Defining QCBOR_DISABLE_FLOAT_HW_USE will save a small amount of object code. Its main use is on CPUs that have no floating-point hardware.
See discussion in qcbor_encode.h for details.
These are approximate sizes on a 64-bit x86 CPU with the -Os optimization.
| | smallest | largest | |---------------|----------|---------| | encode only | 850 | 2100 | | decode only | 2000 | 13300 | | combined | 2850 | 15500 |
From the table above, one can see that the amount of code pulled in from the QCBOR library varies a lot, ranging from 1KB to 15KB. The main factor is in this is the number of QCBOR functions called and which ones they are. QCBOR is constructed with less internal interdependency so only code necessary for the called functions is brought in.

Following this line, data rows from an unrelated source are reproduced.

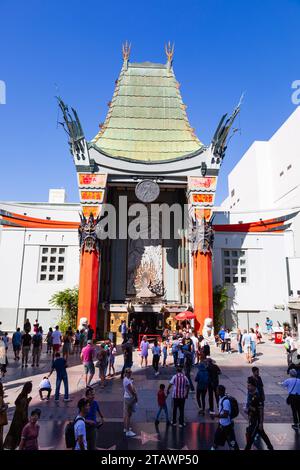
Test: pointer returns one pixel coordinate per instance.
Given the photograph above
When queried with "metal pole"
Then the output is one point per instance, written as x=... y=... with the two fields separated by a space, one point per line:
x=21 y=278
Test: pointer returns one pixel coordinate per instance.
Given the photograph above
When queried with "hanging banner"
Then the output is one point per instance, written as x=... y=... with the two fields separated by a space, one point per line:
x=92 y=180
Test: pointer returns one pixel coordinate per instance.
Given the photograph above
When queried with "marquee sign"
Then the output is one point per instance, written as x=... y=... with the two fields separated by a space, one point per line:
x=92 y=180
x=88 y=210
x=91 y=196
x=199 y=198
x=202 y=184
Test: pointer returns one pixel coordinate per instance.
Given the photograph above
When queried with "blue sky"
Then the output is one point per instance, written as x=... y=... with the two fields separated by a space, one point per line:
x=222 y=48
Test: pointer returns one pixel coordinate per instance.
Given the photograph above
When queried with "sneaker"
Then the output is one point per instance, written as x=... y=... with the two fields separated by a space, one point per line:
x=130 y=434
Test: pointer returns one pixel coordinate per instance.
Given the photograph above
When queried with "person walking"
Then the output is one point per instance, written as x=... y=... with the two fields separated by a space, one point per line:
x=202 y=380
x=27 y=326
x=144 y=351
x=180 y=392
x=111 y=359
x=91 y=421
x=20 y=418
x=49 y=341
x=26 y=343
x=127 y=354
x=30 y=432
x=80 y=426
x=269 y=326
x=255 y=409
x=239 y=337
x=130 y=401
x=213 y=382
x=156 y=351
x=59 y=365
x=225 y=431
x=253 y=342
x=162 y=404
x=293 y=387
x=102 y=360
x=56 y=341
x=246 y=343
x=16 y=342
x=3 y=414
x=36 y=349
x=3 y=358
x=45 y=386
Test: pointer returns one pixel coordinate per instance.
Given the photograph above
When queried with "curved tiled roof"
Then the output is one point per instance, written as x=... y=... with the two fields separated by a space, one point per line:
x=147 y=119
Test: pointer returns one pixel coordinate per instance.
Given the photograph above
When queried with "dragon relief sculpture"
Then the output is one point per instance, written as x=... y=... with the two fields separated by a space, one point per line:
x=201 y=236
x=88 y=240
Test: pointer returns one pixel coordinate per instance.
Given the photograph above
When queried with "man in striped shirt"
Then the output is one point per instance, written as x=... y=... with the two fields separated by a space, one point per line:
x=179 y=394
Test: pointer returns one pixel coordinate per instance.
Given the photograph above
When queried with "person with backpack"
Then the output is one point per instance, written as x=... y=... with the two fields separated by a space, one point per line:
x=213 y=382
x=26 y=343
x=75 y=432
x=91 y=419
x=255 y=409
x=228 y=410
x=293 y=387
x=16 y=342
x=202 y=380
x=59 y=365
x=36 y=349
x=179 y=394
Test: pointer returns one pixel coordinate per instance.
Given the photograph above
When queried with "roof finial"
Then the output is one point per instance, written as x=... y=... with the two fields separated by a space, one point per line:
x=169 y=52
x=126 y=50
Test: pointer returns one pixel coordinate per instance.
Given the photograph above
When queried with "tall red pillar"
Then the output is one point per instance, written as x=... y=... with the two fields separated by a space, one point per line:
x=203 y=289
x=89 y=287
x=89 y=271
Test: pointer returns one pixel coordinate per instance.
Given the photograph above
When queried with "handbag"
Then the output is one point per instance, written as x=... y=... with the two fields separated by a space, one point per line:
x=288 y=400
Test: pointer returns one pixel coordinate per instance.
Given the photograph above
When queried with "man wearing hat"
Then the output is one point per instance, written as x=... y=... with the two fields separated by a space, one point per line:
x=87 y=357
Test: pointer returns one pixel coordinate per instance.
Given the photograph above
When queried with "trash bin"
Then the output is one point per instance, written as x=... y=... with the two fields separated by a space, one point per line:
x=278 y=337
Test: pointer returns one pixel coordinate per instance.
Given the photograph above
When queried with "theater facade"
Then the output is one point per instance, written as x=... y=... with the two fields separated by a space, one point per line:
x=151 y=242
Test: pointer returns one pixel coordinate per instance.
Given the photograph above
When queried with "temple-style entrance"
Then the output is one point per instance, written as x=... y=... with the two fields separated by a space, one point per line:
x=153 y=182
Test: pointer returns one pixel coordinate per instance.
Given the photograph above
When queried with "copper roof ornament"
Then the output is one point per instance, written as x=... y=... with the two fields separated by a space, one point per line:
x=126 y=48
x=169 y=53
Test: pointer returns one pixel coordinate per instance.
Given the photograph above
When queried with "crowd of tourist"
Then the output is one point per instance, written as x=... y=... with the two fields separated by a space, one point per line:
x=183 y=351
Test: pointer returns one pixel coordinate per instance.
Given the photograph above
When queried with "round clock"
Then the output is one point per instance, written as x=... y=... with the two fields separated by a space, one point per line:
x=147 y=191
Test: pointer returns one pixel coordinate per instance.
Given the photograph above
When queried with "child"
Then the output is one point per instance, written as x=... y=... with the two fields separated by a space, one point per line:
x=45 y=386
x=161 y=400
x=165 y=353
x=111 y=359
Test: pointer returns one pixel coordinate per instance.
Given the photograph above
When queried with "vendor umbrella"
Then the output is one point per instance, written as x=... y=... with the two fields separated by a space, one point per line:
x=187 y=315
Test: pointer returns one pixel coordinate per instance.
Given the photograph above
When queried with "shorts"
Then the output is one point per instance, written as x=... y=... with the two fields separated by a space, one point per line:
x=129 y=404
x=89 y=368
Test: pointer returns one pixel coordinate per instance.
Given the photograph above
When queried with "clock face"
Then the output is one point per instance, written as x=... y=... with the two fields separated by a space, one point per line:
x=147 y=191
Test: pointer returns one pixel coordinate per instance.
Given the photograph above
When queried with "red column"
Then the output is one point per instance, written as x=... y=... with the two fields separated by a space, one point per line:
x=89 y=286
x=203 y=291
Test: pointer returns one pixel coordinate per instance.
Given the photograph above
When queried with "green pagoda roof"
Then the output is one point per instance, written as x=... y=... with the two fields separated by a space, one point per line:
x=147 y=119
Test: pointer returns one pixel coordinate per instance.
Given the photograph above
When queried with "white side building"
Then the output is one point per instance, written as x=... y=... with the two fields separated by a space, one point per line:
x=263 y=185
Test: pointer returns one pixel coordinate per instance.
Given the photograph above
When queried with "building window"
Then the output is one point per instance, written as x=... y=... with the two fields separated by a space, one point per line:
x=52 y=264
x=235 y=270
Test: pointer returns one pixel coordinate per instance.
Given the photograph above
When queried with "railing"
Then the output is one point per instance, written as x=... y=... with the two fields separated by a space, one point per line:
x=149 y=338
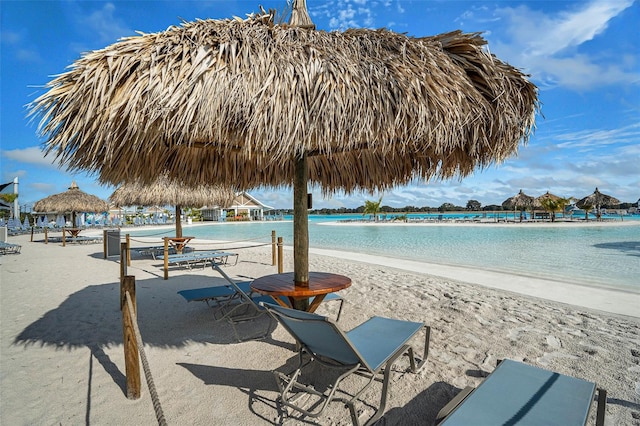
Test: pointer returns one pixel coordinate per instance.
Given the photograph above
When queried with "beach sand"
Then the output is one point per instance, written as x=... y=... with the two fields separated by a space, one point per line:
x=62 y=360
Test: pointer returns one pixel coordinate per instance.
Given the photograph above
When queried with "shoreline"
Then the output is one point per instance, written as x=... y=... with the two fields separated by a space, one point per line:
x=604 y=299
x=62 y=359
x=525 y=224
x=610 y=299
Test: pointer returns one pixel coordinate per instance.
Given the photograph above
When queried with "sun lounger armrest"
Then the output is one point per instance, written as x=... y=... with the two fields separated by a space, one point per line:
x=451 y=405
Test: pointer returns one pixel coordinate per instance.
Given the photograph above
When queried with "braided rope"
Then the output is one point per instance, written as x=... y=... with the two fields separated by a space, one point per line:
x=145 y=365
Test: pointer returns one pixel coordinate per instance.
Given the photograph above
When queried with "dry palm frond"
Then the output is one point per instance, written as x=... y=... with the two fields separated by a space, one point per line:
x=234 y=101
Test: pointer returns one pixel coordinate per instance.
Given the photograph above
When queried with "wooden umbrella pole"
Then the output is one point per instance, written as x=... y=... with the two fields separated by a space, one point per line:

Encoding is simpler and smaller. An encode-only implementation may bring in only 1KB of code.
Encoding of floating-point brings in a little more code as does encoding of tagged types and encoding of bstr wrapping.
Basic decoding using QCBORDecode_GetNext() brings in 3KB.
Use of the supplied MemPool by calling QCBORDecode_SetMemPool() to setup to decode indefinite-length strings adds 0.5KB.
Basic use of spiffy decode to brings in about 3KB. Using more spiffy decode functions, such as those for tagged types bstr wrapping brings in more code.
Finally, use of all of the integer conversion functions will bring in about 5KB, though you can use the simpler ones like QCBORDecode_GetInt64() without bringing in very much code.
In addition to using fewer QCBOR functions, the following are some ways to make the code smaller.
The gcc compiler output is usually smaller than llvm because stack guards are off by default (be sure you actually have gcc and not llvm installed to be invoked by the gcc command). You can also turn off stack gaurds with llvm. It is safe to turn off stack gaurds with this code because Usefulbuf provides similar defenses and this code was carefully written to be defensive.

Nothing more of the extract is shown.